Anecdotal anecdotes from clinicians who have treated South African COVID-infected patients say Omicron appears to be causing modest symptoms, including a dry cough, fever, and night sweats. Puren stated that it was too early to tell if Omicron was displacing Delta in South Africa because local scientists had only produced 87 Omicron sequences so far. However, instances have begun to climb fast, particularly in Gauteng, South Africa's most populous province, suggesting that some relocation may already be taking place.
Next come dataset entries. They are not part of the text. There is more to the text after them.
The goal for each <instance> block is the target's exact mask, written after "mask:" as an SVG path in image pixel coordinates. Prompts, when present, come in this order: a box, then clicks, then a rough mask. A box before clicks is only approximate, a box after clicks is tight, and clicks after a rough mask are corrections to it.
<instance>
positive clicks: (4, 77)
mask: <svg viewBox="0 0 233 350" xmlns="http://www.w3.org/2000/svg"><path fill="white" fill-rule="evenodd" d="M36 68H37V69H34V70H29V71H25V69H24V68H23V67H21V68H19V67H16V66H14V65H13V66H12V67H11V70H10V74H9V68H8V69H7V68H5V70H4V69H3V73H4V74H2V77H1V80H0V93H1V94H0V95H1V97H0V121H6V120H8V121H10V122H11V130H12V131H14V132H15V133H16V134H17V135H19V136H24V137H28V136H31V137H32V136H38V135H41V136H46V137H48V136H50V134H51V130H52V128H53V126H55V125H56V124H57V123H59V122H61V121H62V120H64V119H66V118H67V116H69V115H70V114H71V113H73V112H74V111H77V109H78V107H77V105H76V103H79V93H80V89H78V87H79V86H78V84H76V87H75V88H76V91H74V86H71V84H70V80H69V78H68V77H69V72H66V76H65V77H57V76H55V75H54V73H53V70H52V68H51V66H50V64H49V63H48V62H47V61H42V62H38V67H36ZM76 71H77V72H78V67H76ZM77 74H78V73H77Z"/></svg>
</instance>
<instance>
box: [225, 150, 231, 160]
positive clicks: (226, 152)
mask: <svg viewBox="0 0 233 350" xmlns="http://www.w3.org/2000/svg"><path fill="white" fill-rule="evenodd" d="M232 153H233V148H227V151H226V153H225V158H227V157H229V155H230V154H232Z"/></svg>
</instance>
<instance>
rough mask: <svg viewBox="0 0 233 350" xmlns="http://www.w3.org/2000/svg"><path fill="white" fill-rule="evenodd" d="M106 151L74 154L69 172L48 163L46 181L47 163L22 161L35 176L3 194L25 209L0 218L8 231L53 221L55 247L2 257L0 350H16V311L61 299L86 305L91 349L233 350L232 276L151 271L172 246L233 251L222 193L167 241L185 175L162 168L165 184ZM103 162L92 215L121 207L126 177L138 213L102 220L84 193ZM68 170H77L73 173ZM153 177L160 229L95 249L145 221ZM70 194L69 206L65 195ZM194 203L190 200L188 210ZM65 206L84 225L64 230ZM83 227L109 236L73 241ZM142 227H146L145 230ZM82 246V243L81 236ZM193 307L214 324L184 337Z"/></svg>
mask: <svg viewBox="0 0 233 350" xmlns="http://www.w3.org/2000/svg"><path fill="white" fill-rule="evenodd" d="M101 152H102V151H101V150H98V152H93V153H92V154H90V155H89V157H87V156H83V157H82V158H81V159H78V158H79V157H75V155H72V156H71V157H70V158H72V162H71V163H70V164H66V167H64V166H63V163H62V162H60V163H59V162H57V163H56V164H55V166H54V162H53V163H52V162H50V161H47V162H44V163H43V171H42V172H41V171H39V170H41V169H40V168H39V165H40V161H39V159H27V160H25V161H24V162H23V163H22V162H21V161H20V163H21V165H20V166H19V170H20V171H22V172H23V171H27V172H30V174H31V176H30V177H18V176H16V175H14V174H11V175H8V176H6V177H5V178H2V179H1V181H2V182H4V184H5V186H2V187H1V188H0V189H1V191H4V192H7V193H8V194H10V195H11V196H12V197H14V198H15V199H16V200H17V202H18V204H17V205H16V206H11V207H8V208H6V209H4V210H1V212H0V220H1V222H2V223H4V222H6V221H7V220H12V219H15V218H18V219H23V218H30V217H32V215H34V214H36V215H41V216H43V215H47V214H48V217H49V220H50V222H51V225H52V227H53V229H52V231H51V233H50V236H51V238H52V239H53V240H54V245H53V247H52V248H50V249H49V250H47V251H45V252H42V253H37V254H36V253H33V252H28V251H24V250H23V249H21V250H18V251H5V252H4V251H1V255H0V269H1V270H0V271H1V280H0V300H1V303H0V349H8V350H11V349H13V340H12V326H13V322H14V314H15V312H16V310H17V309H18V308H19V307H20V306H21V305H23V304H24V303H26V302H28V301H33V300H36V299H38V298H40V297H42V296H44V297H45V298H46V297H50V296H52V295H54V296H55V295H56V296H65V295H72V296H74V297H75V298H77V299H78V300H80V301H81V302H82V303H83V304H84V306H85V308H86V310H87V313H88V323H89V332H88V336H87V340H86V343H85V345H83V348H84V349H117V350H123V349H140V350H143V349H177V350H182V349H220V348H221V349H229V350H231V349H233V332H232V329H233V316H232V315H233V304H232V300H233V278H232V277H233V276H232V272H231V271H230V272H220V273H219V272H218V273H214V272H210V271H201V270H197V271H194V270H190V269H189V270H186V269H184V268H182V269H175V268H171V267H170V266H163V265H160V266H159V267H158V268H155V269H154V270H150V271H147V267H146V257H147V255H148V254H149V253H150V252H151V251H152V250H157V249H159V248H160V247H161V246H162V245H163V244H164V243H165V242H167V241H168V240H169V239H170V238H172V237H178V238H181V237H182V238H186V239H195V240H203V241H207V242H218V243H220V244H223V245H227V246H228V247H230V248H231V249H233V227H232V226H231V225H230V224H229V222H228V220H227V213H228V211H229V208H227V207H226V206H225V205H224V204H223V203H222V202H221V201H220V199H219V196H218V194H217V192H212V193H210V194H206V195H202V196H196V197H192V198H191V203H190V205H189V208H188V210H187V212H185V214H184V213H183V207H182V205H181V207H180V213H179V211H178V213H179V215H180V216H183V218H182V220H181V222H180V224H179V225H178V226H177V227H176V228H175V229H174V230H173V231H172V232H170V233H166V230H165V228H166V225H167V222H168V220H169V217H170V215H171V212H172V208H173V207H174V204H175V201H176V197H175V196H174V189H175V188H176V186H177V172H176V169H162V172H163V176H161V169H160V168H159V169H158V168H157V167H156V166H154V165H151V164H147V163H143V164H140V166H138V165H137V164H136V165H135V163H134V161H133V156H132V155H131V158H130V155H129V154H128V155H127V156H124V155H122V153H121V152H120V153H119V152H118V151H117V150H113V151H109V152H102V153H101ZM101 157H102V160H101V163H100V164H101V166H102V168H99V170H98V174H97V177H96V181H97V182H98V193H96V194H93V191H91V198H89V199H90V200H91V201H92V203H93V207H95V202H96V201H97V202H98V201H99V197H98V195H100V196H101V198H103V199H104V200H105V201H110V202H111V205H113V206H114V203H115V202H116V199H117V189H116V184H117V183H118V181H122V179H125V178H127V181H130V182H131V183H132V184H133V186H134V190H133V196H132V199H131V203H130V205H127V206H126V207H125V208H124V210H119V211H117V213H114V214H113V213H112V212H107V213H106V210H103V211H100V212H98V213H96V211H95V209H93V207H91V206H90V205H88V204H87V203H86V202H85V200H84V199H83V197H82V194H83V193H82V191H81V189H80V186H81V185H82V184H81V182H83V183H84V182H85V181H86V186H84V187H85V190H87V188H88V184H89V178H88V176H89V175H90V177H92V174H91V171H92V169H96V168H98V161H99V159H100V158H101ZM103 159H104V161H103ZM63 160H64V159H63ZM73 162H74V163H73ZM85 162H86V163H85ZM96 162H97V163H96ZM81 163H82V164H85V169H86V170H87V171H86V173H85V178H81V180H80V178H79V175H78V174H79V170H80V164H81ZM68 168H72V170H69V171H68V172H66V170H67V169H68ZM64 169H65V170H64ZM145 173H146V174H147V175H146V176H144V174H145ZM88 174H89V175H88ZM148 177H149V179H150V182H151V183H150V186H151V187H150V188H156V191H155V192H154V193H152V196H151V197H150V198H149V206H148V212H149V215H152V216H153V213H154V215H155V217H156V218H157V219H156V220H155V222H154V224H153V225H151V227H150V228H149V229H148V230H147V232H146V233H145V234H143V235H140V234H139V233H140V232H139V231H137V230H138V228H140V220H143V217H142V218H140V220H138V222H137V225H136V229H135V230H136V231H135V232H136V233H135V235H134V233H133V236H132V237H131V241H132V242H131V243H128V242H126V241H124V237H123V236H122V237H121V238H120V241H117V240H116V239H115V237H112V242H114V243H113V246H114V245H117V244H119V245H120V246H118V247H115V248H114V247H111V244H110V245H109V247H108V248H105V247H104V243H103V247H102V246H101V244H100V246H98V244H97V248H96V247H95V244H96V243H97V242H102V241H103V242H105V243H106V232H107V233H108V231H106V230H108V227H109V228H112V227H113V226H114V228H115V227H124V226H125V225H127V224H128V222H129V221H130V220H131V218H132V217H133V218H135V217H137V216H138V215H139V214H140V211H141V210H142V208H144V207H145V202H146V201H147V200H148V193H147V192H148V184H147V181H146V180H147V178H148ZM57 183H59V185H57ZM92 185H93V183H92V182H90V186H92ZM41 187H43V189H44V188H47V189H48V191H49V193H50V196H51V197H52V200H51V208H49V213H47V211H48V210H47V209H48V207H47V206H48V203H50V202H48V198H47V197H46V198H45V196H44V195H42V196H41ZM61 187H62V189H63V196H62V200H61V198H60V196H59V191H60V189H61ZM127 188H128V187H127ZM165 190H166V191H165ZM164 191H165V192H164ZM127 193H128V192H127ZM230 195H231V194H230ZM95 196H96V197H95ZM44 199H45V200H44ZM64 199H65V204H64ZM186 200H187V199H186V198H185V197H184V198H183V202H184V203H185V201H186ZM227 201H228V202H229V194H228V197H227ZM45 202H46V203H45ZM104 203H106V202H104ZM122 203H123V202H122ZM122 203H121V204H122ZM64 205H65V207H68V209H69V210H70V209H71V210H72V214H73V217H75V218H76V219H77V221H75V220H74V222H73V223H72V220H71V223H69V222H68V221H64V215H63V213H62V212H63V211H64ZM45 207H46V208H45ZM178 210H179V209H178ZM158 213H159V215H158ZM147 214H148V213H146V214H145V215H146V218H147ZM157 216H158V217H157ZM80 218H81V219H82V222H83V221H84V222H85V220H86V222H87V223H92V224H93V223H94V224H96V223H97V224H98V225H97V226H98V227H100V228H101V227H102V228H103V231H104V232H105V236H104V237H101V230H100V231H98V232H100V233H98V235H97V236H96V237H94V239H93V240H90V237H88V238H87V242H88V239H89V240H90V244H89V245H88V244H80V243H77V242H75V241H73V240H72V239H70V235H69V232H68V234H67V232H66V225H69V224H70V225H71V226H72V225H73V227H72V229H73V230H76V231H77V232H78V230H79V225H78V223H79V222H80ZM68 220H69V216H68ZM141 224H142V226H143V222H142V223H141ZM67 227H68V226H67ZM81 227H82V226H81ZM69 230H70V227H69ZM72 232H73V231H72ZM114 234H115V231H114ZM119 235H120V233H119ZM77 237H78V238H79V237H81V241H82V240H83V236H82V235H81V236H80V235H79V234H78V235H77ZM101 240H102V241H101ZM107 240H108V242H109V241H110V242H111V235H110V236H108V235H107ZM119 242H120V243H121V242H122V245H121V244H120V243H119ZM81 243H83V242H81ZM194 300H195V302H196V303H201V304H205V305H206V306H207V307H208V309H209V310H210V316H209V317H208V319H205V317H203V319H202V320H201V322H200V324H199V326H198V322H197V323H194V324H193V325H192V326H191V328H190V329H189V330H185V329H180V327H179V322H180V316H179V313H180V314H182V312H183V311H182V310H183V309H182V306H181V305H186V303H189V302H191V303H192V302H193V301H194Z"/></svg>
Delta was responsible for the third wave of COVID-19 infections in South Africa, peaked at around 26,000 cases per day in early July. Omicron is predicted to cause the fourth wave, with daily infections estimated to exceed 10,000 by the end of the week, up from roughly 2,270 on Monday.
South Africa has been lauded for alerting the world scientific community and WHO to Omicron so swiftly – a daring action considering the damage that travel restrictions enforced by many nations, including the United Kingdom, will bring to the country's key tourist economy. During the epidemic, the government recorded about 3 million COVID-19 infections and over 89,000 fatalities, the largest African continent.